The woman in red stands between me and the castle, shrouded in shadows, just outside the reach of the manor lights, too far away for me to make out her face.

I stand there watching her, the crash of ocean waves at my back, the wind tormenting my legs, now hugged by wet thigh highs, compliments of my gallant stomp into the water to dispose of a secret. My secret. Jax’s secret. A note and a DNA test left for me outside the castle’s bathroom door. I say that method of delivery either makes the note writer a ghost or a coward. I don’t know which. A coward, I think, and one who dropped a bomb on me and just ran. One who taunts me now while out of reach.

I wonder if Hunter knew his true bloodline.

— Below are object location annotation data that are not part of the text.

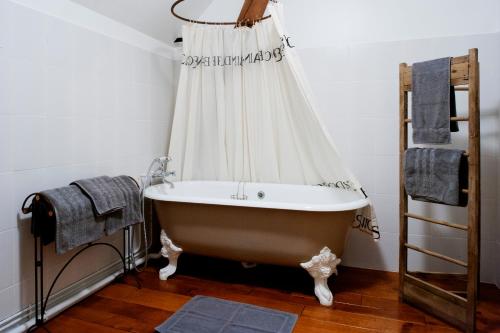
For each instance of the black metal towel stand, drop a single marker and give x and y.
(40, 301)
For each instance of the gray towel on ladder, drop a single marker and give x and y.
(436, 175)
(105, 195)
(132, 212)
(433, 102)
(76, 223)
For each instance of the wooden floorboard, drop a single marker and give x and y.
(365, 300)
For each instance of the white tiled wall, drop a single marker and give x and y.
(356, 89)
(73, 103)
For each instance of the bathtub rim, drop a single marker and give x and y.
(336, 207)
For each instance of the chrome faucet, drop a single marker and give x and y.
(166, 181)
(163, 172)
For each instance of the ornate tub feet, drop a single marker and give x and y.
(320, 267)
(170, 251)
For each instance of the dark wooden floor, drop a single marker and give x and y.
(365, 300)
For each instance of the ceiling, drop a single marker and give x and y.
(151, 17)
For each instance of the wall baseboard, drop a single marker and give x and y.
(67, 297)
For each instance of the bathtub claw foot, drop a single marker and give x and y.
(170, 251)
(321, 267)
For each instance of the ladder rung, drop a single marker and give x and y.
(437, 255)
(408, 120)
(428, 219)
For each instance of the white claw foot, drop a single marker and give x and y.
(321, 267)
(170, 251)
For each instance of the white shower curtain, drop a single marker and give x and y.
(244, 111)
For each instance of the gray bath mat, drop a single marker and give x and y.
(212, 315)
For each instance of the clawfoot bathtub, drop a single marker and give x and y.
(256, 222)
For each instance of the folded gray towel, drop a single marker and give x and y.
(433, 102)
(131, 213)
(213, 315)
(76, 223)
(436, 175)
(103, 191)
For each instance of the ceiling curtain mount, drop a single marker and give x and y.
(251, 13)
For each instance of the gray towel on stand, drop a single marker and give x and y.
(132, 212)
(76, 223)
(105, 195)
(436, 175)
(433, 102)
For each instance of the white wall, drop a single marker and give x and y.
(351, 51)
(80, 96)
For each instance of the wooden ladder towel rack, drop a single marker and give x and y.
(453, 307)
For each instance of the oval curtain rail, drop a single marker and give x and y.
(237, 24)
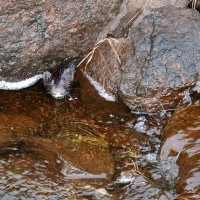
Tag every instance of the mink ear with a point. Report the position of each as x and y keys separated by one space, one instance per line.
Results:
x=46 y=76
x=72 y=66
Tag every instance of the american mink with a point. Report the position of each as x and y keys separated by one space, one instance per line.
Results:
x=59 y=83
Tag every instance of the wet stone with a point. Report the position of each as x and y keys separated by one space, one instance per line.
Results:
x=181 y=146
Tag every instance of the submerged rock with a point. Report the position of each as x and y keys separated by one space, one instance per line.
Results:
x=181 y=144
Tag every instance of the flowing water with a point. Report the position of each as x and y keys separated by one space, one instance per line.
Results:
x=85 y=148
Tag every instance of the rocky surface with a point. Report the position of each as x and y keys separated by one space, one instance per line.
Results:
x=181 y=145
x=158 y=61
x=39 y=35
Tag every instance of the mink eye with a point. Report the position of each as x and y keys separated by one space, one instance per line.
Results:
x=51 y=83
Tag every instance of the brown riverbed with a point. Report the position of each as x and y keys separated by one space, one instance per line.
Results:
x=85 y=148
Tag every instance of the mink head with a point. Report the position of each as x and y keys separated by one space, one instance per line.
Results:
x=60 y=83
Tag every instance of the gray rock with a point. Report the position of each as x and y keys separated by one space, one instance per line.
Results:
x=153 y=66
x=164 y=59
x=39 y=35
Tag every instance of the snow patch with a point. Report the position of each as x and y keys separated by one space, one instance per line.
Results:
x=102 y=92
x=4 y=85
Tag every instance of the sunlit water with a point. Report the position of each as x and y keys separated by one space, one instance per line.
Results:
x=85 y=148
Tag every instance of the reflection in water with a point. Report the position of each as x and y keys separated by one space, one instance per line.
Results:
x=85 y=148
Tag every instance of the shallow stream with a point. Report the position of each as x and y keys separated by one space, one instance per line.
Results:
x=85 y=148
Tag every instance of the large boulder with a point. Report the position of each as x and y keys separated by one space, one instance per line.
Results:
x=155 y=64
x=39 y=35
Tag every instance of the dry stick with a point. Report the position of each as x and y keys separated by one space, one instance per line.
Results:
x=138 y=12
x=114 y=49
x=194 y=4
x=91 y=52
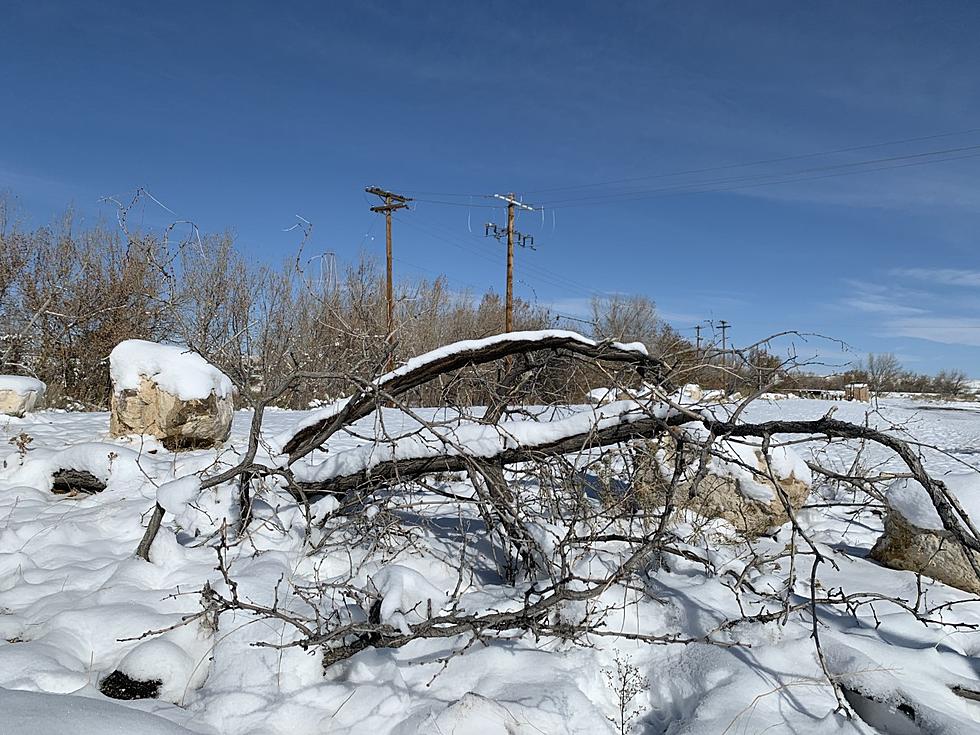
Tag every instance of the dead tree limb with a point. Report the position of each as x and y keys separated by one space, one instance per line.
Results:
x=427 y=367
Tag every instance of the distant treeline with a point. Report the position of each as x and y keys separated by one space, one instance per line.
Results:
x=68 y=295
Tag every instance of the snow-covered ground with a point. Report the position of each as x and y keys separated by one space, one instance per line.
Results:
x=75 y=601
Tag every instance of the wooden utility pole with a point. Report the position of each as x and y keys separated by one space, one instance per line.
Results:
x=723 y=326
x=392 y=202
x=512 y=235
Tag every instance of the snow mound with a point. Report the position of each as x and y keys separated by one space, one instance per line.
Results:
x=118 y=467
x=910 y=499
x=161 y=660
x=406 y=596
x=21 y=385
x=175 y=369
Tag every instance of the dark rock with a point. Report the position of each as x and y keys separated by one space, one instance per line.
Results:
x=119 y=686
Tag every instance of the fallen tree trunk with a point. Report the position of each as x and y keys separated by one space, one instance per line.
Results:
x=431 y=365
x=634 y=425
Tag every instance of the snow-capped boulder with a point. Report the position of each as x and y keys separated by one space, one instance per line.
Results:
x=19 y=394
x=914 y=537
x=731 y=490
x=169 y=392
x=692 y=393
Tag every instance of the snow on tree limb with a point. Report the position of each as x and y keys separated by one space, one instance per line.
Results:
x=312 y=432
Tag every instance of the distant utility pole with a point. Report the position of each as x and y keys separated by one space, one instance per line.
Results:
x=328 y=270
x=392 y=202
x=512 y=234
x=723 y=326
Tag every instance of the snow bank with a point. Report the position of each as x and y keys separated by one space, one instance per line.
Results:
x=406 y=596
x=118 y=467
x=910 y=499
x=175 y=369
x=34 y=713
x=21 y=385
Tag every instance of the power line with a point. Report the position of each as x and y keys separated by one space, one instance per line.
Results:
x=762 y=162
x=392 y=203
x=777 y=177
x=511 y=234
x=693 y=187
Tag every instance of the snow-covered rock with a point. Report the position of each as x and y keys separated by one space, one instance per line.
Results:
x=914 y=537
x=692 y=393
x=168 y=392
x=19 y=394
x=601 y=396
x=737 y=486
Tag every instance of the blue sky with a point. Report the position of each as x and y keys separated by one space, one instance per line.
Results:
x=241 y=116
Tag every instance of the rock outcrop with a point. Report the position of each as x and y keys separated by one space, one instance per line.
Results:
x=915 y=540
x=19 y=394
x=170 y=393
x=926 y=551
x=730 y=490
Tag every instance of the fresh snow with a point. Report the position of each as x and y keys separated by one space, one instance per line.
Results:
x=21 y=385
x=176 y=369
x=910 y=499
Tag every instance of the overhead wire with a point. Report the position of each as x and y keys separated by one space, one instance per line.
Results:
x=761 y=162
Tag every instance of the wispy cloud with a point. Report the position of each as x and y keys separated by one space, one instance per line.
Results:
x=870 y=303
x=945 y=330
x=940 y=276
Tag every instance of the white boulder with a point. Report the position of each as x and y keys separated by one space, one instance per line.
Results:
x=915 y=539
x=737 y=487
x=169 y=392
x=19 y=394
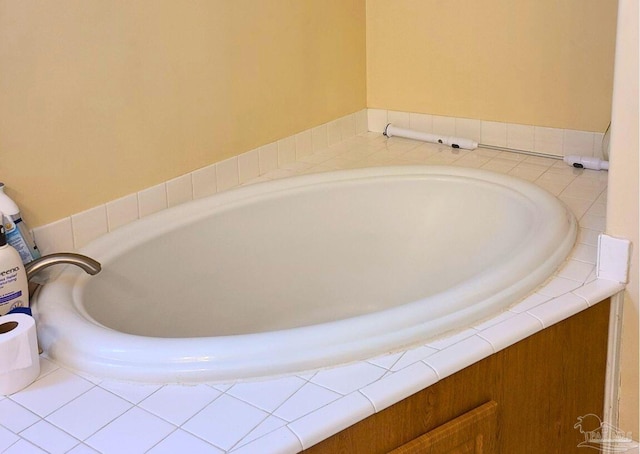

I now feel certain that he did, he knew but Jax doesn’t know. I don’t believe he knows. My brother can’t know either. But the woman in red knows. That’s why she’s here, watching me, dressed in red the way Jax’s long lost mom dressed in red. She knows. She left me that note. Maybe this is his mother. Maybe she’s back, but I don’t understand. Why now? Assuming she left me the note and DNA test, I don’t understand her motivation. It didn’t just point a finger at my brother. It pointed a finger at Jax, her son.

Desperate for those answers and others, I grab my shoes, start running toward her, my feet sinking into the cold sand, slowing my progress. I’m nowhere near her yet and already she’s turning away, darting toward the castle. “Stop!” I shout. “Stop! Stop now!”

“Emma!”

At the sound of Jax’s voice, my heart jackhammers. I don’t know how he’ll react to even the possibility that his mother is here. I don’t know how the woman in red will react to him being here, if she’ll stay or go. And so I run harder toward the woman in red, pushing through the cold and wind, saltwater on my lips. That tastes triggers a flashback of me on the tower when Brody had held me over the edge. Hunter stood on the same landing and I no longer believe that he jumped to his death. He was pushed. He was murdered.

“Stop!” I shout again, but I’m shouting into the darkness now, running forward, and hoping she’s still there, in the shadows, waiting for me the find her.

Suddenly, Jax is there beside me, a force of nature in the middle of a dark night, pulling me around and against his hard body. “What are you doing, woman? It’s cold, and holy crap, you’re wet. Why are you wet?”

“I need to catch the woman who was here, Jax.” I shove against his chest, but he’s unmoving, a boulder in the sand. “I have to talk to her now.”

“Talk to me first,” he says, the darkness suffocating, the message I just tore up and threw in the water taunting me.

“Jax, please. Go back to the party. You have to go take care of your clients.”

“I have a staff. Talk to me. Why are you wet? Why are you in a panic?”

“I think your mother is here.” I blurt out what could be a shocking statement to the man who lost his mom as a child before I can stop myself.

His hands come down on my arms, his entire body going ramrod stiff. “What?”

“Just please go catch her before she’s gone, Jax,” I plead.

“It’s not her.”

“Jax, listen to me. Please. She was wearing red. It was a message. Your mother—”

His hands move to cup my head. “This is nothing but a ghost story.”

“I don’t understand. Your mother is not a ghost story. What ghost story?”

“You’re in shock from Brody holding you over the edge of that landing.”

“That was days ago, and putting aside the ghost story comment that I don’t understand, what if I’m right and that was your mother?”

“If that were my mother, and it wasn’t, I have nothing to say to that woman.” He laces the fingers of one of his hands with mine. “Let’s go home and get you dried off.”

Home.

I’m so stunned by the ease at which he uses that word, home, that I’m momentarily speechless. Everything he wanted, that I wanted, for our future, has now changed. In just that blink of time, Jax is walking and ushering me with him, forcefully moving by no means but the pure strength of his powerful body. His arm sliding around my shoulders, his big body sheltering mine against the cold and wind, but I can’t shelter him from what is to come. I can’t protect him, either, if I let him keep walking.